Third, the Supreme Court then addressed a very interesting phenomenon that indeed would apply to Guy Scott. How does Article 34 apply to a white Zambian? In clear language the Supreme Court ruled that satisfying the articles of the constitution have nothing to do with the colour of one’s skin or tribe. In fact, the ruling even went to give an example of an ethnic Chinese. Essentially, the court ruled that if a Chinese was ordinarily resident in Zambia in 1964 and acquired Zambian citizenship at independence Article 34 should not exclude him from standing for the office of president. Additionally, in a rather comic way, the Chinese example was again used—the Supreme Court painted a hypothetical situation and said that an ethnic Chinese child born in Zambia post 1964 but who gets adopted by black Zambian parents would still qualify since he too can claim that his parents were Zambian by birth or descent. This made the Supremes to ask a rhetorical question, so which “parentage” is parliament talking about here? Is it biological or is it adoptive parentage. From the perspective of the judges clearly Article 34 was rather unimpressive.

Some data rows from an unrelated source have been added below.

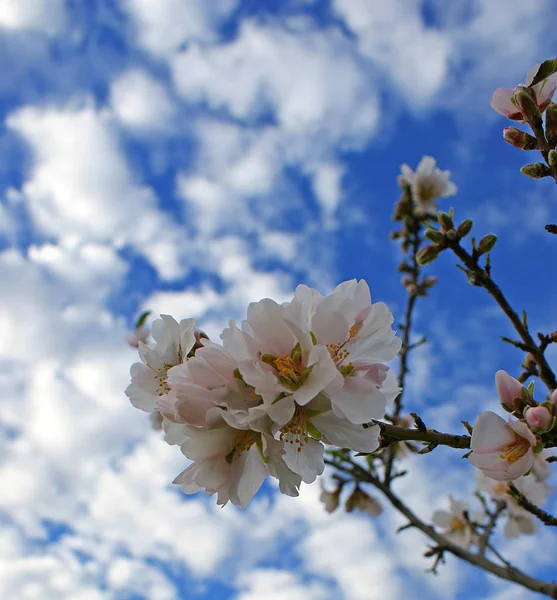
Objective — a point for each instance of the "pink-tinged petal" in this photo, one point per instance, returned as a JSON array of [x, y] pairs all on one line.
[[323, 372], [523, 431], [267, 322], [521, 466], [308, 462], [501, 102], [508, 388], [532, 73], [203, 444], [490, 433], [359, 401], [247, 475], [175, 433], [488, 461], [545, 90], [344, 434]]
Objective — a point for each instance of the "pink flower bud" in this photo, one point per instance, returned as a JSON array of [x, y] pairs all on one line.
[[538, 418]]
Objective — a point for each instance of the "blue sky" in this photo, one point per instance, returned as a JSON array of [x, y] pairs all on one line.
[[190, 157]]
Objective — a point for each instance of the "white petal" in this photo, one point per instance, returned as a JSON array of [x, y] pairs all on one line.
[[308, 462], [344, 434]]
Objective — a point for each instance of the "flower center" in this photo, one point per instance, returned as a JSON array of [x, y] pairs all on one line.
[[296, 430], [516, 450], [457, 525], [243, 441]]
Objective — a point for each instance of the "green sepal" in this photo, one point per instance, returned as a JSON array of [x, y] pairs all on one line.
[[142, 318]]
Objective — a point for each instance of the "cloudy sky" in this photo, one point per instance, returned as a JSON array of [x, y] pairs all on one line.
[[191, 156]]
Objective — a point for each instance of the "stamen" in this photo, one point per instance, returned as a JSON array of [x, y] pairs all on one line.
[[516, 450]]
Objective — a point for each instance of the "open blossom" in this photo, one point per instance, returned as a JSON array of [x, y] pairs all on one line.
[[453, 523], [503, 451], [293, 379], [506, 103], [428, 184], [173, 342]]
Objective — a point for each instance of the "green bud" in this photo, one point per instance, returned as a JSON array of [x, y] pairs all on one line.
[[487, 243], [428, 254], [296, 354], [551, 124], [445, 221], [519, 139], [536, 170], [435, 236], [464, 228]]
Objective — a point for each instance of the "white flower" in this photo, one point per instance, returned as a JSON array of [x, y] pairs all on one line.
[[173, 342], [453, 523], [359, 338], [428, 184], [503, 451], [140, 334]]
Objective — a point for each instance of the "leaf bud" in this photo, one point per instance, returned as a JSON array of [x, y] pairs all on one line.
[[464, 228], [487, 243], [445, 221], [526, 104], [536, 170], [435, 236], [551, 124], [519, 139], [428, 254]]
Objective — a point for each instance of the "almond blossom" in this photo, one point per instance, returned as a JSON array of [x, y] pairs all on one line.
[[173, 342], [505, 101], [428, 183], [454, 524], [503, 451]]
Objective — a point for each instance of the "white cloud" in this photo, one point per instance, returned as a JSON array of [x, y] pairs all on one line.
[[140, 102], [396, 39], [162, 26], [81, 185], [44, 15]]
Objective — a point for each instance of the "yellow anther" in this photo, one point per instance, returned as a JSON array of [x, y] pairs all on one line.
[[516, 450]]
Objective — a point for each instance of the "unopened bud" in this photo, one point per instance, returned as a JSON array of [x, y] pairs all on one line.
[[428, 254], [551, 124], [487, 243], [464, 228], [519, 139], [526, 104], [430, 281], [536, 170], [445, 221], [538, 418], [435, 236]]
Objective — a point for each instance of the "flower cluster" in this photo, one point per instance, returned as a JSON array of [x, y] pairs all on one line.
[[290, 379], [428, 184], [503, 450], [523, 102]]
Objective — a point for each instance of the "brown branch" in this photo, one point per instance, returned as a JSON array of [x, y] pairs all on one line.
[[483, 279], [508, 573], [394, 433], [542, 515]]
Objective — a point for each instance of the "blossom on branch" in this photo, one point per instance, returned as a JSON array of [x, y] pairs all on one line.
[[428, 184], [293, 378], [517, 104], [501, 450], [454, 523]]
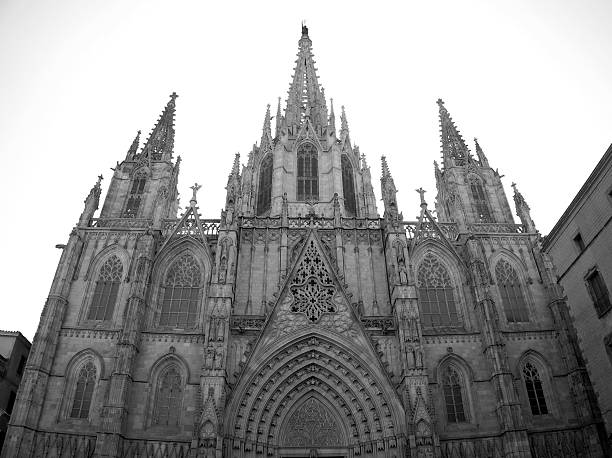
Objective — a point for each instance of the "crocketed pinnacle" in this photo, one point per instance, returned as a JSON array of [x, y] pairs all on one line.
[[305, 95], [480, 153], [161, 141], [454, 149], [134, 147]]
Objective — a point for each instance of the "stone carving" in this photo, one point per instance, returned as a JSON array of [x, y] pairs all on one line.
[[312, 288], [312, 425]]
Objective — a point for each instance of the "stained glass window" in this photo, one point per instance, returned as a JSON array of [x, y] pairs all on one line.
[[348, 186], [453, 398], [264, 192], [105, 293], [436, 297], [308, 173], [181, 293], [168, 398], [85, 385], [535, 391], [513, 299]]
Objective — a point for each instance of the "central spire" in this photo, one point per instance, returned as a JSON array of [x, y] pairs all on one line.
[[306, 97]]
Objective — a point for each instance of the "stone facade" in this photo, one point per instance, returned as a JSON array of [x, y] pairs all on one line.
[[580, 245], [301, 323]]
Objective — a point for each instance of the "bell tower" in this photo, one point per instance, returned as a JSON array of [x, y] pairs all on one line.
[[469, 190]]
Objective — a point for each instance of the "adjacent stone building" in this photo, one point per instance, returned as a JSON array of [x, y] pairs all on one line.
[[14, 349], [581, 247], [302, 323]]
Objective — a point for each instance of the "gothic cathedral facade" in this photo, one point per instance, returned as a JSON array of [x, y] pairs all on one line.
[[302, 323]]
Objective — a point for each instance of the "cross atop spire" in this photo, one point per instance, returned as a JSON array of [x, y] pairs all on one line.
[[160, 144], [454, 149], [305, 95]]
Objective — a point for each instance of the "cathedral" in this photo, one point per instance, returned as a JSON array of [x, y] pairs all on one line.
[[302, 323]]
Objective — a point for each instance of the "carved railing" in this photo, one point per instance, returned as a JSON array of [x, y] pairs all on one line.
[[63, 445], [209, 226], [123, 223], [569, 443], [497, 228], [428, 230], [489, 447], [154, 449], [378, 323], [242, 323]]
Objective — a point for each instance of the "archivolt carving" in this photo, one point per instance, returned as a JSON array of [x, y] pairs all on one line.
[[312, 364]]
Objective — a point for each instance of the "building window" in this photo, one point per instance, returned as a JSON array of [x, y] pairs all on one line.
[[308, 173], [480, 201], [436, 297], [11, 402], [85, 385], [264, 192], [181, 293], [535, 390], [453, 397], [135, 196], [21, 366], [168, 398], [348, 186], [579, 242], [599, 292], [512, 296], [105, 293]]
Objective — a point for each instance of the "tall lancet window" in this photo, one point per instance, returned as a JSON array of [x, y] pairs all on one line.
[[136, 191], [168, 398], [181, 294], [535, 390], [264, 191], [453, 398], [348, 186], [511, 293], [308, 173], [105, 293], [86, 382], [480, 201], [436, 297]]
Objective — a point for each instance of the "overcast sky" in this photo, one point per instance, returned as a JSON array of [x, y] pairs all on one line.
[[531, 79]]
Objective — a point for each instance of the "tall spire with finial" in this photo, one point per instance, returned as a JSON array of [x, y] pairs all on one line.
[[343, 124], [160, 144], [481, 156], [279, 120], [454, 149], [523, 211], [305, 95], [389, 191], [266, 134], [133, 151]]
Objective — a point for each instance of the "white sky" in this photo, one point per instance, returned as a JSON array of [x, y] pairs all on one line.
[[531, 79]]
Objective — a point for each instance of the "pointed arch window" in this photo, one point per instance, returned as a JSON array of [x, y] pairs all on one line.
[[452, 385], [86, 382], [512, 296], [436, 296], [308, 173], [480, 201], [105, 293], [181, 293], [535, 390], [168, 398], [264, 191], [348, 186], [135, 196]]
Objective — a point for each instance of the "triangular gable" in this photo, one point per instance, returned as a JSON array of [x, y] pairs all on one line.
[[312, 298], [188, 226], [307, 132]]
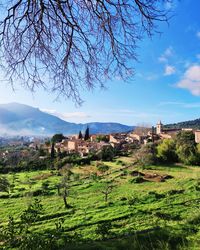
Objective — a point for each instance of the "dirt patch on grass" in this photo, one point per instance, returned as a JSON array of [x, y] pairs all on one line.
[[151, 176], [42, 176]]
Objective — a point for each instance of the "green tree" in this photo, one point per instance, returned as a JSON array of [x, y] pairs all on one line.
[[4, 185], [107, 153], [52, 150], [87, 134], [146, 155], [186, 147], [64, 186], [80, 136], [166, 151]]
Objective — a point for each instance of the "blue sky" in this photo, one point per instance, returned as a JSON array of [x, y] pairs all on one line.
[[166, 85]]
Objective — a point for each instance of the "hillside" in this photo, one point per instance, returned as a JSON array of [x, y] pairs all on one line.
[[137, 215], [22, 119]]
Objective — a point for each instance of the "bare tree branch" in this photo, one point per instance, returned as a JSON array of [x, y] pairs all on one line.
[[69, 45]]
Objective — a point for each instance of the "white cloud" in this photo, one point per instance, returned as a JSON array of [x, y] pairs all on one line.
[[191, 80], [181, 104], [76, 116], [165, 56], [169, 70]]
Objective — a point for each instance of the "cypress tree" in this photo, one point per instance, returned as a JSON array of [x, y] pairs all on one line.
[[87, 134], [80, 136]]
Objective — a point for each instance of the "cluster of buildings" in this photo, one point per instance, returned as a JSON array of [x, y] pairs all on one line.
[[73, 144]]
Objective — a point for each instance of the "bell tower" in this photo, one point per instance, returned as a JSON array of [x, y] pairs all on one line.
[[159, 128]]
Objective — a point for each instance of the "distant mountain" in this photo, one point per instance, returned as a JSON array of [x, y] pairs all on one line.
[[195, 124], [22, 119]]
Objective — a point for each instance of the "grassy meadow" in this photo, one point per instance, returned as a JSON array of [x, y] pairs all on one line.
[[142, 213]]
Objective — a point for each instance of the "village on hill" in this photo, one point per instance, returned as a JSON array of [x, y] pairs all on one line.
[[95, 142]]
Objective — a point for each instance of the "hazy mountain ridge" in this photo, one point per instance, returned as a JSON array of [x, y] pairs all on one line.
[[18, 118]]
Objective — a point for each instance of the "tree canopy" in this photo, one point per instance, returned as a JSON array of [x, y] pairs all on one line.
[[67, 45]]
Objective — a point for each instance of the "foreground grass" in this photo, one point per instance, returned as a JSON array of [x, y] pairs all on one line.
[[148, 214]]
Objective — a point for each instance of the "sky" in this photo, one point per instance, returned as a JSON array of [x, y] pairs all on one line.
[[166, 85]]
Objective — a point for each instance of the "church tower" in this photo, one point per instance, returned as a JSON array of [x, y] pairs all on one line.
[[159, 128]]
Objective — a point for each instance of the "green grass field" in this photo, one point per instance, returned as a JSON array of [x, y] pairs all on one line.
[[140, 213]]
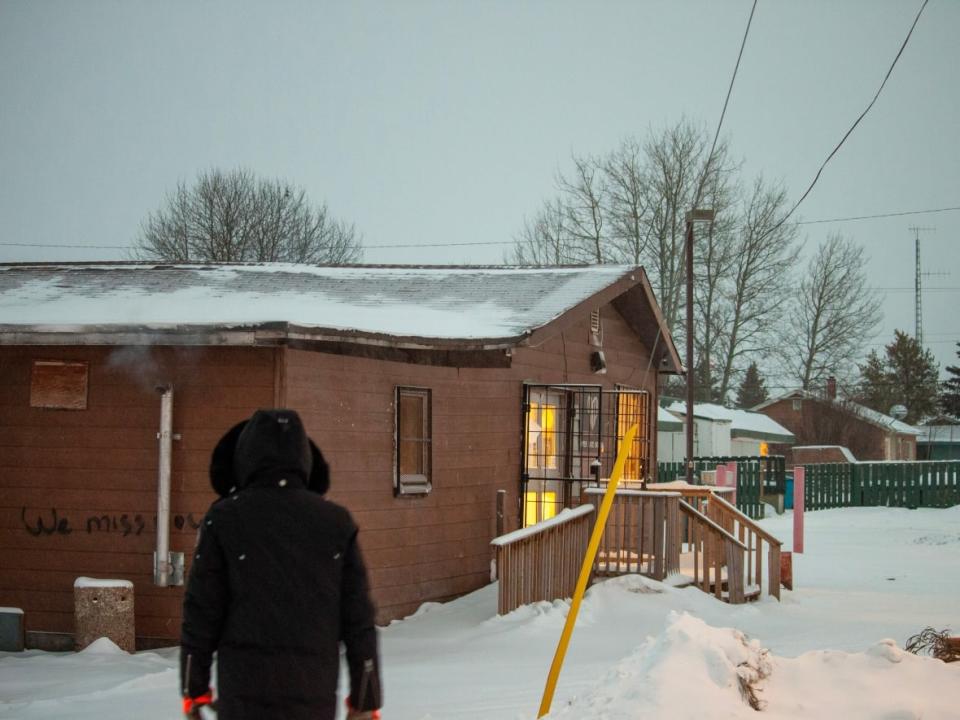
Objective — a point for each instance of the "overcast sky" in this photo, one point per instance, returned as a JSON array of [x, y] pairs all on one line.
[[445, 122]]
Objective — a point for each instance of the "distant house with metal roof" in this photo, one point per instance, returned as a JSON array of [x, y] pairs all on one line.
[[823, 419], [938, 442], [428, 389], [720, 432]]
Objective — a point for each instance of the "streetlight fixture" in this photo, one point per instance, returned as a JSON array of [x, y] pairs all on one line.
[[693, 216]]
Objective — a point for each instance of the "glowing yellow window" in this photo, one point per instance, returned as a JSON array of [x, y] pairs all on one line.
[[539, 506], [542, 436]]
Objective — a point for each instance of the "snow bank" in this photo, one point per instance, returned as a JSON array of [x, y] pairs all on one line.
[[103, 646], [712, 670], [695, 671]]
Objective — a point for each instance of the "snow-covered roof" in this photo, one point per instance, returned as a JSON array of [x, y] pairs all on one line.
[[839, 448], [667, 421], [939, 434], [497, 305], [872, 416], [743, 423]]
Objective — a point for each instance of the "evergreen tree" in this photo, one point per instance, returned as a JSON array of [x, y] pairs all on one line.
[[950, 395], [753, 388], [905, 375]]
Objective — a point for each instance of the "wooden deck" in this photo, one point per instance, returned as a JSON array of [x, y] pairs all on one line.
[[683, 536]]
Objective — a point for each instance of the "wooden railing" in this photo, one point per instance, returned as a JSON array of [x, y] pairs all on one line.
[[718, 557], [752, 536], [642, 534], [542, 562]]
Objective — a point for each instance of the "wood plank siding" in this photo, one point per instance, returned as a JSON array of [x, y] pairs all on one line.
[[78, 487]]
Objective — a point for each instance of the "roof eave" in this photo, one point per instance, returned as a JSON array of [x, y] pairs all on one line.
[[270, 333]]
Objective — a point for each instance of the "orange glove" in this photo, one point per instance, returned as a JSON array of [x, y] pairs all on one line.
[[191, 706], [361, 714]]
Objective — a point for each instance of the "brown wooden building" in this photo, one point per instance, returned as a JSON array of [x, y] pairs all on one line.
[[428, 389], [821, 421]]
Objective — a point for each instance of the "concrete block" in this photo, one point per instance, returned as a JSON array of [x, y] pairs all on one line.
[[103, 608], [11, 630]]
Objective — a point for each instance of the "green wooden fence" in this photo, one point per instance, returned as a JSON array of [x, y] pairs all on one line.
[[885, 484], [752, 472]]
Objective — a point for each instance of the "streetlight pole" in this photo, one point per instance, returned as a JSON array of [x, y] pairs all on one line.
[[693, 216]]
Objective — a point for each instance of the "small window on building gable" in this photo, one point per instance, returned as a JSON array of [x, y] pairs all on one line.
[[413, 433], [59, 385], [596, 329]]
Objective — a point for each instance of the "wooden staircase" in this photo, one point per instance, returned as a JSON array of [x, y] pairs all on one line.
[[688, 536], [697, 538]]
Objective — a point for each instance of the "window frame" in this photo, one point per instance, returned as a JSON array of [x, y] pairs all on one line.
[[413, 484], [67, 390]]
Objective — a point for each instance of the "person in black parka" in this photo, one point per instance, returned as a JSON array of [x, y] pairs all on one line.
[[276, 584]]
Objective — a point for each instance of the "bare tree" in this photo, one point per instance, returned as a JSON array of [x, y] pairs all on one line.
[[544, 240], [235, 217], [835, 312], [761, 255], [627, 203], [583, 195], [675, 160]]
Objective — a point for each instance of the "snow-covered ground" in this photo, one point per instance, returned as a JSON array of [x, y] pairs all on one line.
[[870, 577]]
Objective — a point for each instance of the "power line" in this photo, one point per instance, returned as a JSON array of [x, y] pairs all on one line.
[[851, 218], [856, 122], [878, 215], [723, 112]]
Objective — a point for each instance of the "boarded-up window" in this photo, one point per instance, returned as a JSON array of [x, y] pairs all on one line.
[[59, 385], [413, 445]]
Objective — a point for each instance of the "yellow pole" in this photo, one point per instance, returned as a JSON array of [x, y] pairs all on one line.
[[581, 588]]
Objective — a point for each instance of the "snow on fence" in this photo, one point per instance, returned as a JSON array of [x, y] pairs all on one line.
[[756, 476], [542, 561], [885, 484]]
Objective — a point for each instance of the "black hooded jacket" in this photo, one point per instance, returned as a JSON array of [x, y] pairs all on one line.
[[277, 582]]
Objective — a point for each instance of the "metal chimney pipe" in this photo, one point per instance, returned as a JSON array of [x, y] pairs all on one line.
[[161, 559]]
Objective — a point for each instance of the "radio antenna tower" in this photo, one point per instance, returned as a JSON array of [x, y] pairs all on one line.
[[918, 284]]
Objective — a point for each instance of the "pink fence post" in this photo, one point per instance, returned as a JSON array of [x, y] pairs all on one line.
[[798, 474], [732, 481]]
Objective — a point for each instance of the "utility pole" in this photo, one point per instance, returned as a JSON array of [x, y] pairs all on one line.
[[693, 216], [917, 285]]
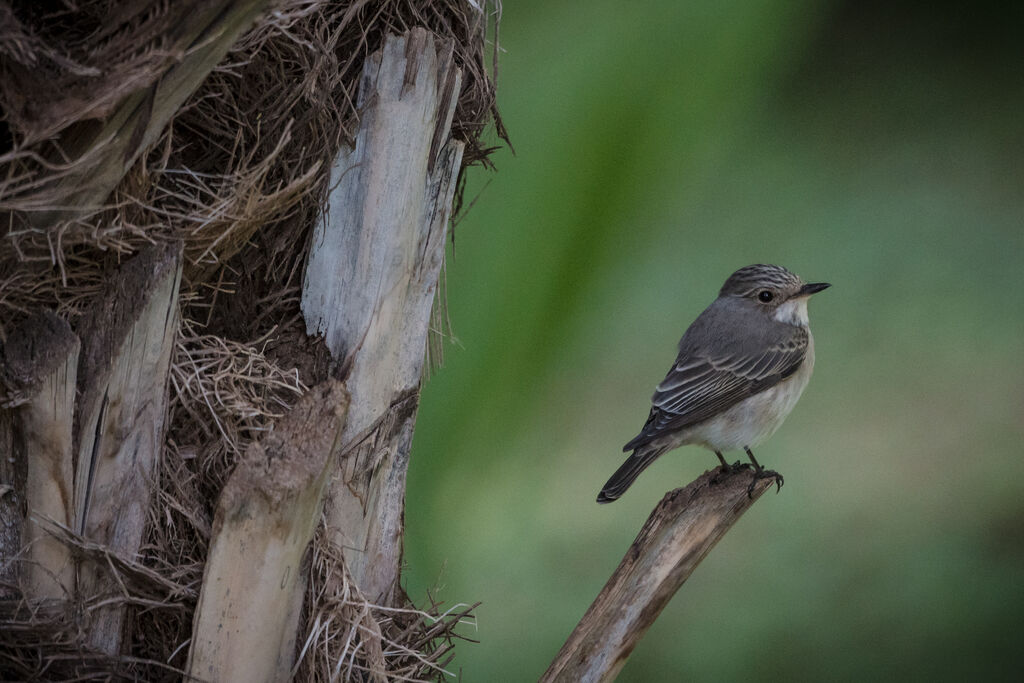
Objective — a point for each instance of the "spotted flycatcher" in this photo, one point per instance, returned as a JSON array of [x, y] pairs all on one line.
[[740, 369]]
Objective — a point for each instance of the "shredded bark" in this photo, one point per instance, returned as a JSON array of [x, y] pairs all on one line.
[[238, 176]]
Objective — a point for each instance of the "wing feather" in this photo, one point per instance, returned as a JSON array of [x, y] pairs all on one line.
[[701, 385]]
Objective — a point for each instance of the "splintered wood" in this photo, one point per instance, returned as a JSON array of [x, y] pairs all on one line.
[[679, 534], [41, 356], [248, 610], [126, 354], [370, 286]]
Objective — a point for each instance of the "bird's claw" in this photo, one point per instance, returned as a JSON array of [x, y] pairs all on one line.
[[729, 470], [765, 474]]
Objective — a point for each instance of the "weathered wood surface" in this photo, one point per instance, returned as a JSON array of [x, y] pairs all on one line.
[[101, 155], [123, 372], [370, 286], [39, 365], [678, 535], [245, 624]]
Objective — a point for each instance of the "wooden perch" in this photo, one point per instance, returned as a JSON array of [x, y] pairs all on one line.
[[39, 364], [246, 620], [123, 370], [370, 285], [101, 154], [678, 535]]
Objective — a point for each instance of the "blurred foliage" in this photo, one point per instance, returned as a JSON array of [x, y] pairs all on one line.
[[660, 145]]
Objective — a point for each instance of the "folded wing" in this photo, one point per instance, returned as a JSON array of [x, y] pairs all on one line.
[[701, 385]]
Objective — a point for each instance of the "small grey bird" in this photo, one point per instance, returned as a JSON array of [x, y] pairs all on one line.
[[740, 369]]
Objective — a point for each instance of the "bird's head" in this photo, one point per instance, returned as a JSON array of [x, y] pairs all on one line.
[[773, 290]]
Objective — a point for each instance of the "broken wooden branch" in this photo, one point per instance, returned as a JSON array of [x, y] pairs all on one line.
[[677, 536], [123, 371], [39, 364], [246, 621], [370, 285]]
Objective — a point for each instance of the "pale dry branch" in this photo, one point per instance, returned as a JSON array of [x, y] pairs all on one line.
[[677, 536]]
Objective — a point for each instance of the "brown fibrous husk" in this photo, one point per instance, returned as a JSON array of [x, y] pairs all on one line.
[[239, 174]]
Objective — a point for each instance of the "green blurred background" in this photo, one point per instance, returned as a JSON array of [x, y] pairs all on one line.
[[659, 145]]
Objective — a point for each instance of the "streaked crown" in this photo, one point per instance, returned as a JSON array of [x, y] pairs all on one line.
[[760, 275]]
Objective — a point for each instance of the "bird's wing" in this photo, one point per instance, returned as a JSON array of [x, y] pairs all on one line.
[[701, 385]]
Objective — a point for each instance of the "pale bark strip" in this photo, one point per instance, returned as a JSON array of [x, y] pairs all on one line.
[[246, 621], [370, 285], [679, 534], [123, 370], [101, 157], [41, 356]]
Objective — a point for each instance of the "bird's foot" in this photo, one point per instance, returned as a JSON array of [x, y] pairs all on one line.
[[762, 473], [728, 470]]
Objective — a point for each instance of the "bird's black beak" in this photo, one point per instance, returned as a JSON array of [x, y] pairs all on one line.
[[813, 288]]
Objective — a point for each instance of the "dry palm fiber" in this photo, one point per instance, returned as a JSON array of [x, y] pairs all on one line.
[[239, 174]]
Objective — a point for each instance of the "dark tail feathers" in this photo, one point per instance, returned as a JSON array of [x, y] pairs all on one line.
[[628, 472]]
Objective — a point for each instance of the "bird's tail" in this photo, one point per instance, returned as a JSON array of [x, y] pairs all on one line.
[[628, 472]]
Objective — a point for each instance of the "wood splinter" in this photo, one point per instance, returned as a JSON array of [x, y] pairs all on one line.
[[677, 536]]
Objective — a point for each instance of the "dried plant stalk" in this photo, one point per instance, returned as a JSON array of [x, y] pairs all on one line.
[[679, 534], [370, 285], [246, 623], [40, 361], [127, 343]]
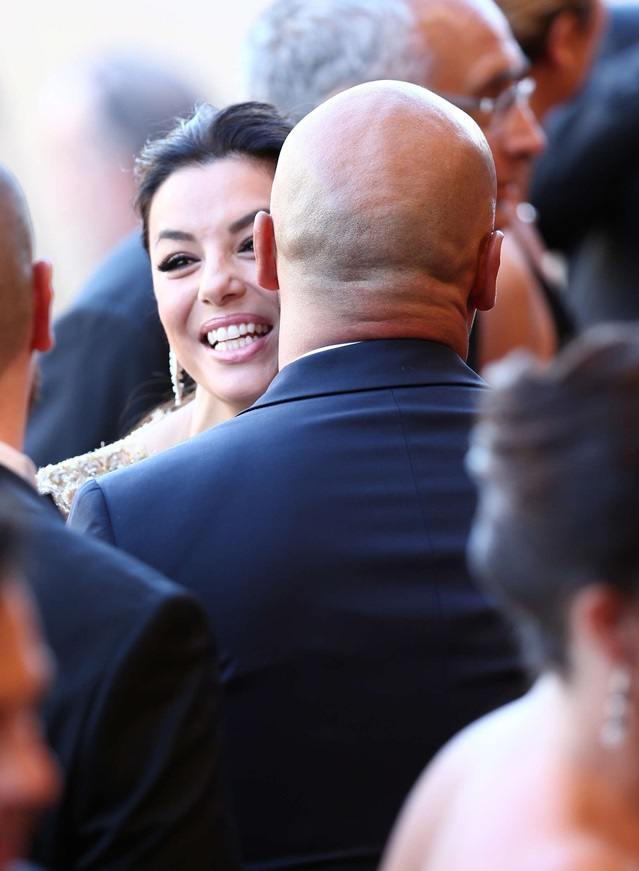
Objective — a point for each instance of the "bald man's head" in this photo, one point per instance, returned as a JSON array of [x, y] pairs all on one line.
[[382, 199], [16, 255]]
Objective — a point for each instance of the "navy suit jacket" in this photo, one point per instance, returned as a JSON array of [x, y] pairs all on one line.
[[324, 531], [109, 365], [134, 713]]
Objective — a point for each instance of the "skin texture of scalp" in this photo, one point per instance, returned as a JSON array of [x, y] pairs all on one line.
[[382, 201]]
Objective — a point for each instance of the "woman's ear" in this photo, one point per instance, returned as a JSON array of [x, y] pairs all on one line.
[[265, 251], [41, 335]]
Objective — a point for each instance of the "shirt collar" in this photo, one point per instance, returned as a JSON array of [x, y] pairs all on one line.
[[325, 348], [18, 463]]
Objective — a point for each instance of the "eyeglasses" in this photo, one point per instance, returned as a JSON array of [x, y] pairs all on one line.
[[495, 108]]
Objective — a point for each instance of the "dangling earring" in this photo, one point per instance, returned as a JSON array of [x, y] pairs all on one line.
[[616, 714], [176, 372]]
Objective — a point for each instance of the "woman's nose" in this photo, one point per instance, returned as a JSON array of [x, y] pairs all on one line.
[[219, 283]]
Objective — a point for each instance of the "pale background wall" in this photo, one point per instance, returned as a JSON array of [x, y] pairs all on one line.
[[200, 38]]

Keeping with the arguments above, it is my conclusion that notwithstanding Article 34, Hon Guy Lindsay Scott can legally satisfy the requirement of Article 34 and can in fact serve as President of the Republic of Zambia. Unless overruled, the case of Lewanika and others v Frederick Chiluba is law and therefore applies to Guy Lindsay Scott.
The Attorney General of the Republic of Zambia is therefore wrong at law by advising that Guy does not meet the requirements of Article 34. Clearly, if Article 34 were read with the ruling of the Supreme Court, the Attorney General would come to the same conclusion as I have done. Guy Scott himself has equally concluded the wrong way by claiming that he cannot be President of Zambia. Nothing is further from the legal truth; in fact according to law Scott does satisfy the requirements.